Over the coming months, IRIS will be providing access to the insights of Dr David Hilson, widely known as “The Risk Doctor” by publishing his regular column, “Risk Matters”. This column covers a variety of topics on all things risk and we hope our readers will find it a worthy addition to their risk management research.
As a first taste, we publish below a copy from the archives, “It’s all about objectives”.
IT’S ALL ABOUT OBJECTIVES
© Copyright October 2009, David Hillson/Risk Doctor Limited
The most simple definition of risk as “uncertainty that matters” provides two simple tests for whether something is really a risk or not. The first and most obvious characteristic of a true risk is that it is uncertain. If something is a fact, constraint, requirement, problem or issue, then it is not a risk. However not all uncertainties are risks, which brings us to the second test of a real risk: Does it matter? The majority of uncertainties in the universe are not risks because they are irrelevant. The only reason we need to identify, understand and manage risks is if they matter.
So how do you know whether a risk matters or not? Again there is a simple test: If it happened, would it affect achievement of one or more objectives? Objectives define and describe what matters. For projects they tell us about the requirements for outcomes, deliverables, time, cost and performance. Personal objectives may relate to health, career, family or fulfilment. Objectives for organisations might include growing shareholder value, enhancing customer satisfaction, protecting reputation and operating sustainably.
This explicit link between risk and objectives explains why risk management is so important in all aspects of human endeavour:
The risk process requires clearly defined objectives. It is not possible to define risks without a context. We must first know what is “at risk”, what matters, what we are trying to achieve. Only then can we find risks that might affect those objectives. Where objectives are not clear, the risk process forces us to stop and define them before we can go any further.
The proactive nature of the risk process creates management space, giving us time to think, reflect, and consider the best way to respond. Using the risk process as a forward-looking radar gives us early warning of approaching uncertainties that might affect our objectives.

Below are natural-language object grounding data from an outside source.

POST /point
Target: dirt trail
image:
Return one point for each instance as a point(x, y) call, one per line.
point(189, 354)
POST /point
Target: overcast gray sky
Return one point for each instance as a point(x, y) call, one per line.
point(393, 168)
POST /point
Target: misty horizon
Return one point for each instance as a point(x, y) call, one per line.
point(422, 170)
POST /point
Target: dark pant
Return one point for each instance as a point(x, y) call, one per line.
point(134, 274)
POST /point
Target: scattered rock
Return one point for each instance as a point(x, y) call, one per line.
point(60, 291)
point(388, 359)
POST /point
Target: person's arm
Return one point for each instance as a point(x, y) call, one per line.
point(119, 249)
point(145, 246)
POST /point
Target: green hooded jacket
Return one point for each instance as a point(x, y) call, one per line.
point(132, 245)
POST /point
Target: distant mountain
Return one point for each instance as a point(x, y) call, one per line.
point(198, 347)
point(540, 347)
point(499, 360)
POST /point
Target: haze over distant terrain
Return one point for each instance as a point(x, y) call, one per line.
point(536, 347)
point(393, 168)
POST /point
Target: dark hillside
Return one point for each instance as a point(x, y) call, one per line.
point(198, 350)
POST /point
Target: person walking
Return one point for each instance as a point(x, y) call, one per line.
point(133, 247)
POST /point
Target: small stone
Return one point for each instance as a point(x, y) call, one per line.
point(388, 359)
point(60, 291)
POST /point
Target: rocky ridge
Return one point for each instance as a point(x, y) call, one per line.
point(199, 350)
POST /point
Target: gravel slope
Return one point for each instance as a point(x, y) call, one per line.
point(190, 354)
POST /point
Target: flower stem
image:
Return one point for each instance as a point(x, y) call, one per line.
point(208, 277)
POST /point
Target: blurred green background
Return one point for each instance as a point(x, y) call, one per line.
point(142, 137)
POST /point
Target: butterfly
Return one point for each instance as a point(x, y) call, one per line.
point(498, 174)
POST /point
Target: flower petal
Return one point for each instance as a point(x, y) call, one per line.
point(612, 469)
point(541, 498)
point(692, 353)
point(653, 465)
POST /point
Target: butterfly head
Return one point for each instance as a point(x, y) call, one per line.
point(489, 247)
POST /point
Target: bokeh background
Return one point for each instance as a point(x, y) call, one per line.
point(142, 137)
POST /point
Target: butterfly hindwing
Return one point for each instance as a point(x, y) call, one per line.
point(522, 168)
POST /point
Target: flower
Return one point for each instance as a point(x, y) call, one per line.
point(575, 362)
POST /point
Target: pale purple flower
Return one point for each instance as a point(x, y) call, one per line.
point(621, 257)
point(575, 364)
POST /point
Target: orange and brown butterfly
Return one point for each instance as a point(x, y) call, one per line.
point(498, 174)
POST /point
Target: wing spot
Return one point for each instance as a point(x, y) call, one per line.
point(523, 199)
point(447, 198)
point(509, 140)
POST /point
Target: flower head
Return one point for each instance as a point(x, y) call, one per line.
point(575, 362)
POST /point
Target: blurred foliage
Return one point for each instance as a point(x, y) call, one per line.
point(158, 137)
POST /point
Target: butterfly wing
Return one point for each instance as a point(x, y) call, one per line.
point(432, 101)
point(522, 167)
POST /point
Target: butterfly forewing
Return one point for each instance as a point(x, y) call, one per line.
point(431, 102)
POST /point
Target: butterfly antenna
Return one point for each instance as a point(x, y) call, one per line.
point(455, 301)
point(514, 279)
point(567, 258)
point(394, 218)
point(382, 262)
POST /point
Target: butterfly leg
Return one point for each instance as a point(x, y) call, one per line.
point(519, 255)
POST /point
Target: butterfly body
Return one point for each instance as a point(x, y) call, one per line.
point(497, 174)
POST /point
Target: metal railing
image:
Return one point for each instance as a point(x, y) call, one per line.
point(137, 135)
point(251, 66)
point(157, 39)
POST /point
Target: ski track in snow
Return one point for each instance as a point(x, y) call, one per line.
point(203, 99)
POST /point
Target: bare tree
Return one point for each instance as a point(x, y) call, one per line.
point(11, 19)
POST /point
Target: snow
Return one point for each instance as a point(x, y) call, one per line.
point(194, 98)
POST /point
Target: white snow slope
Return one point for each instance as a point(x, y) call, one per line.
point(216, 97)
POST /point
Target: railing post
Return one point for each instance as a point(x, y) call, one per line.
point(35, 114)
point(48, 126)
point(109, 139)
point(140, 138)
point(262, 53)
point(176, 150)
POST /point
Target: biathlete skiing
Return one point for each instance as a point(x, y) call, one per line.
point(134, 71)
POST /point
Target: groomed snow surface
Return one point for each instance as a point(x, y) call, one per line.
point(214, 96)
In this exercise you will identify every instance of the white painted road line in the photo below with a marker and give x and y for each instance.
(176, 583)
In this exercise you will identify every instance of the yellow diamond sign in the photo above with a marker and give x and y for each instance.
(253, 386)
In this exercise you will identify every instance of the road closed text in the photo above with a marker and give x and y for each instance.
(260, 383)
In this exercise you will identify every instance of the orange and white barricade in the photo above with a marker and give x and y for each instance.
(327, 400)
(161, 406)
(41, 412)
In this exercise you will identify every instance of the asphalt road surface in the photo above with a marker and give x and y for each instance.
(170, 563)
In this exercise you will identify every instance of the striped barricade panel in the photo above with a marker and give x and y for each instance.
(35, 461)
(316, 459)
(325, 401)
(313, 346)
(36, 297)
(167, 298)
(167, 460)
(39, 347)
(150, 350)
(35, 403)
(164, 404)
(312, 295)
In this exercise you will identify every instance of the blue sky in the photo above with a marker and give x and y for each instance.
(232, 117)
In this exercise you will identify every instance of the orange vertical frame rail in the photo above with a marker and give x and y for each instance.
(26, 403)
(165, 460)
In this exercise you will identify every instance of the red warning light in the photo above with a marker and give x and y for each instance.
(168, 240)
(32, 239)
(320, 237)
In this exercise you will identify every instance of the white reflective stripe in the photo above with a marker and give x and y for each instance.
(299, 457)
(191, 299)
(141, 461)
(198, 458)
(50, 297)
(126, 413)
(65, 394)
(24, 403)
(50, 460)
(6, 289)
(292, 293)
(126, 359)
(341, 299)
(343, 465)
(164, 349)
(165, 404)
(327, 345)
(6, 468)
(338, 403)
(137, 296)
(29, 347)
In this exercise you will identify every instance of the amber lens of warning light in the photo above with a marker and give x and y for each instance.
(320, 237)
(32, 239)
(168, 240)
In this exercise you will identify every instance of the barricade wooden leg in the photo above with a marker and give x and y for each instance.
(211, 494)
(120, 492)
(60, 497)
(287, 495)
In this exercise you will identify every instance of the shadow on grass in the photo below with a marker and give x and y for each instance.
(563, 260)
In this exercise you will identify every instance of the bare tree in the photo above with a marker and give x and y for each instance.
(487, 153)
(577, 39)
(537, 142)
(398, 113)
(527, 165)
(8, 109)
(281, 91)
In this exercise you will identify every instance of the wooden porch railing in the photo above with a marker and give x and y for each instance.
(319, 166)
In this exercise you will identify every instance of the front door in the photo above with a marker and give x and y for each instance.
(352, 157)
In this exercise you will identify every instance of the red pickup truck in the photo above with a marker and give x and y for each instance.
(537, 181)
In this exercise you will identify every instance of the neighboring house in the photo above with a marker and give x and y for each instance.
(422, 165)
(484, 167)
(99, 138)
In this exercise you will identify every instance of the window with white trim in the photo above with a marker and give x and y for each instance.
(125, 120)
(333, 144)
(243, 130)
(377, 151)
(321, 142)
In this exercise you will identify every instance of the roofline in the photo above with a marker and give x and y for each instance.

The risk process identifies specific uncertainties that we can address. This includes both threats which could hinder our progress, as well as opportunities which could help us. By exposing these factors in advance, the risk process gives us a chance to do something about them before it is too late. Where proactive actions are not possible, we have time to decide on contingency plans, or perhaps we might change direction or even stop altogether.
Prioritising risks by their potential to affect objectives (as well as their chance of happening) ensures that we give most attention to the risks that matter most.
Properly targeted risk responses should maximise our chances of achieving objectives, by removing or reducing a significant proportion of the possible negative effects of threats to our objectives. They should also help us to capture some opportunities and turn them into actual benefits, producing an optimal outcome.
By ensuring that we have clear objectives, making us think in advance about what might affect whether we meet them, identifying the most important risks, and helping us to find appropriate ways of dealing with them, the risk process gives us the best possible chance to succeed in achieving our objectives. This of course is why effective risk management has become recognised as an essential contributor to success in business, projects and other areas of life.
There is one other important implication of connecting risks to objectives in this way. If risk is “uncertainty that matters”, it is clear that different things matter to different people, because they have different objectives. Risk does not mean the same to a boss, a middle-manager or a front-line worker. It is easy to implement an integrated approach to risk management across an enterprise if there is a coherent and aligned hierarchy of objectives. Risks can be escalated or delegated between organisational levels depending on which objectives are affected. Everyone understands which risks they have to manage at their level in the organisation, because they can just focus on the ones that affect their objectives. Enterprise Risk Management (ERM) depends on having clear objectives across the enterprise.
There is no doubt – when it comes to risk, it’s all about objectives!